Sie waren wirklich nicht zu beneiden in diesem Jahr, die Macher des Herrentennisturniers am Rothenbaum. 14 kurzfristige Absagen von zunächst gemeldeten Topspielern mussten sie verkraften, dazu ein Hamburger Wetter, das nur entfernt an die angebliche Jahreszeit erinnerte. Umso erstaun­licher, dass für das größte Ärgernis der Woche der Sportdirektor des Deutschen Tennis-Bunds sorgte. Man müsse es Alexander Zverev hoch anrechnen, hatte Klaus Eberhard nach dem traurigen Erst­rundenaus des größten deutschen Hoffnungsträgers in Einzel und Doppel gesagt, dass er überhaupt bei seinem Heimturnier angetreten sei. Immerhin würden alle anderen Topspieler nach der anstrengenden Rasensaison erst einmal Urlaub machen.

Es spricht ein Selbstverständnis aus einer solchen Aussage, das auf einen gefährlichen Trend hinweist. Der von vielen Experten als kommender Grand-Slam-Sieger gehypte Zverev hat leider ein Umfeld, das ihn zu sehr bauchpinselt. Wie soll ein 19-Jähriger lernen, Achtung vor Turnierveranstaltern, vor allem aber vor den Menschen zu haben, die Geld bezahlen, um ihn spielen zu sehen, wenn sein lustloses Gehabe auf dem Platz und abseits desselben von hoher Stelle dann noch gelobt wird?

Scharfe Stich-Kritik an Zverev

Zverev hat von Turnierdirektor Michael Stich 2013, als er als 16-Jähriger erstmals in seiner Geburtsstadt aufschlagen durfte, einen gehörigen Vertrauensvorschuss erhalten.
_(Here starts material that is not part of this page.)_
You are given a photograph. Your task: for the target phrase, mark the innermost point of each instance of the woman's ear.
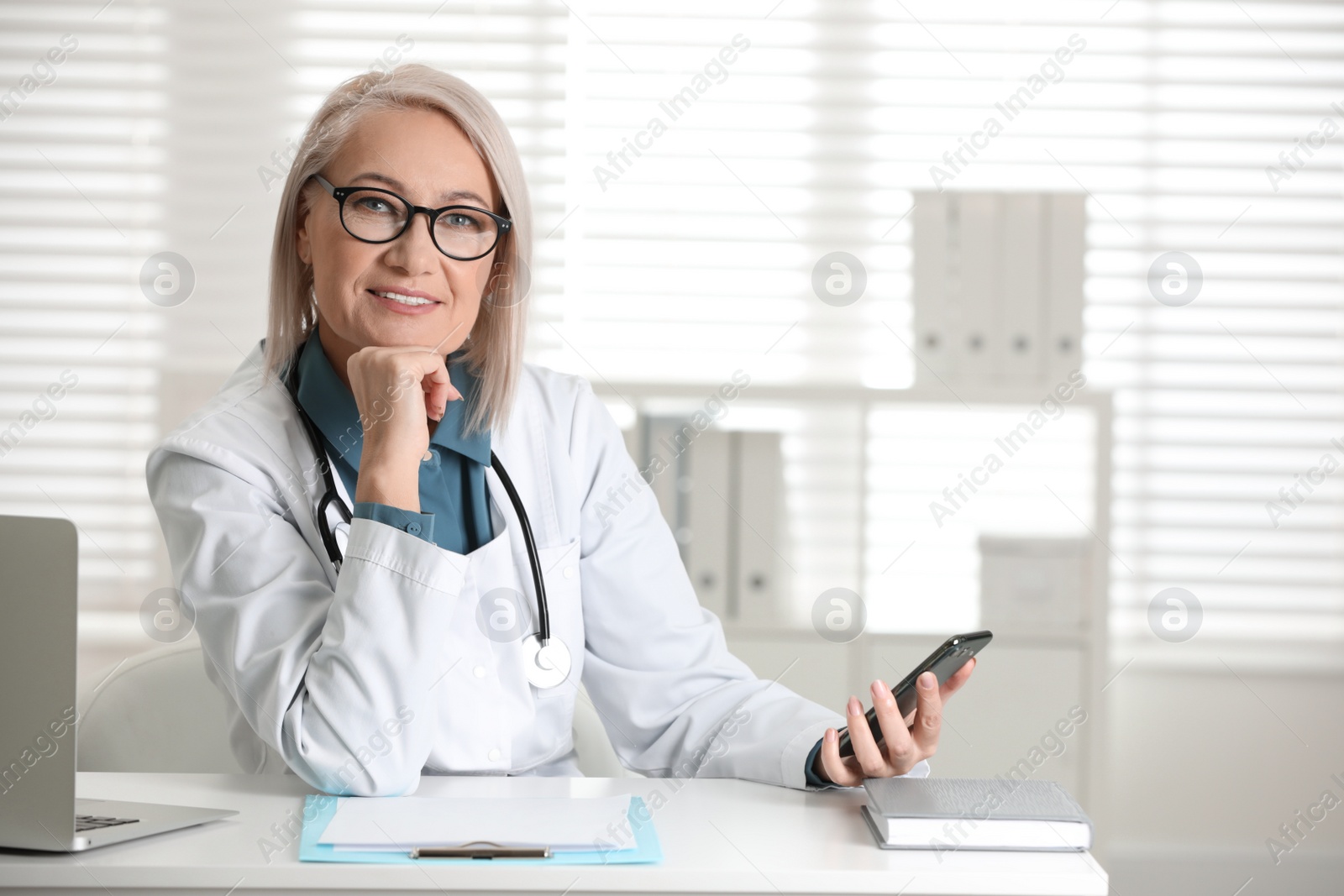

Die Garantie, am Rothenbaum bis einschließlich 2018 eine Wildcard – das Freiticket ins Hauptfeld – zu bekommen, hat zu seinem Aufstieg beigetragen. Wer auf der ganzen Linie ein Profi sein will, sollte solche Gesten mit Dankbarkeit und Leistung zurückzahlen. Ein Turnier braucht Zugpferde, auf die es sich verlassen kann, um selbst verlässlich zu sein.